There are various classes of technologies and/or approaches likely to provide generic solutions, for instance:

  • data/text mining for "knowledge discovery" in data bases or large text repositories
  • concept detection and fact extraction
  • machine learning (e.g. for automatic classification)
  • semantic analysis of audiovisual content (segmentation, object extraction, etc.)
  • speech, face, gesture and emotion recognition (e.g. through natural language analysis and cognitive vision)

While it would be preferable to automate completely processes of "knowledge acquisition" in or for knowledge-based systems, some elicitation component (e.g. for capturing knowledge through targeted man-machine interaction) will most likely always be required. Adaptive and context-sensitive techniques are needed. Corporate knowledge systems for instance should provide enjoyable means of interactive knowledge capture on the fly, directly from workflow processes.

In large distributed systems (such as Internet-, intranet- or extranet-based webs) knowledge creation and management pose particular problems and challenges. Specialised services (see also subsection (ii), below) could be offered to support both knowledge acquisition and knowledge elicitation (e.g. for semantic annotation of content). Peer-to-peer (P2P) networks (generalizing the by now classical client-server configurations) would lend themselves to implementing methods allowing semantics to "emerge" from node-to-node interaction.

Given the sheer amount of content in global distributed systems solutions to some of the above problems (e.g. semantic annotation, multimedia content analysis, etc.) may require powerful computing resources as provided for instance by Grid computing technologies. Grids may in fact contribute all kinds of compute-intensive services to be offered through webs (see below).

(ii) Acting upon semantic descriptions

Semantic content (service, process, ...) description (based on suitable ontologies) enables software agents in distributed systems to co-operate and to perform complex transactions and other operations (such as searching, filtering and integrating information), on their users' behalf and without extensive user intervention. Semantic descriptions relieve implementers of the burden of "hard-coding" semantics in agents and thus contribute to achieving interoperability. They can also help human agents ("users") to make sense of and interact with content, services and processes in distributed systems.

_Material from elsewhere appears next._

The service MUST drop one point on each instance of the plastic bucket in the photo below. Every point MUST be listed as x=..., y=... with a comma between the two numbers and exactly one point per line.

These general comments imply a wide range of challenging and generic R&D topics.

Some of these topics can be subsumed under the headings "Semantics- (or knowledge-)based services" and "service semantics". Services are of particular relevance in distributed systems such as the World Wide Web. Indeed, the term "Semantic Web" usually refers to the formal framework (in terms of models and languages) needed to provide agents with semantic (i.e. ontology-based) descriptions of all sorts of web-addressable entities (including services), allowing for instance context-sensitive service discovery, mediation and composition. These agents would also build on reasoning/inferencing capabilities that ontologies make possible. However, scalability of ontologies, ontological reasoning and ontology (change) management remain serious problems.

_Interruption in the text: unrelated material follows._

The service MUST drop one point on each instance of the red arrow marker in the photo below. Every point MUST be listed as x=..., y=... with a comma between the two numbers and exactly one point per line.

The "interfacing with knowledge" aspects (i.e. making content, services, etc., accessible and intelligible to people) are equally intriguing. Subjects falling into that category and allowing for largely generic R&D include:

  • semantics based navigation and browsing
  • semantic search engines with domain-, context-, user- and task-sensitive query construction support
  • knowledge-(viz. semantics-)based dialogue management
  • semantic Web portals and collaboration support
  • user profiling, personalisation, customization (e.g. through particular "views on knowledge")
  • visualizing knowledge
  • device dependent interfacing.

Research has been conducted on many of these and similar subjects for quite some time (with or without the "knowledge" or "semantics" qualifier); yet they could benefit from new knowledge-based approaches. And they become ever more important and more challenging as the global (wired and wireless) networks increase their reach both in terms of capacity and physical access modes, evolving into an "ubiquitous permeable web", necessitating "semantics for everything".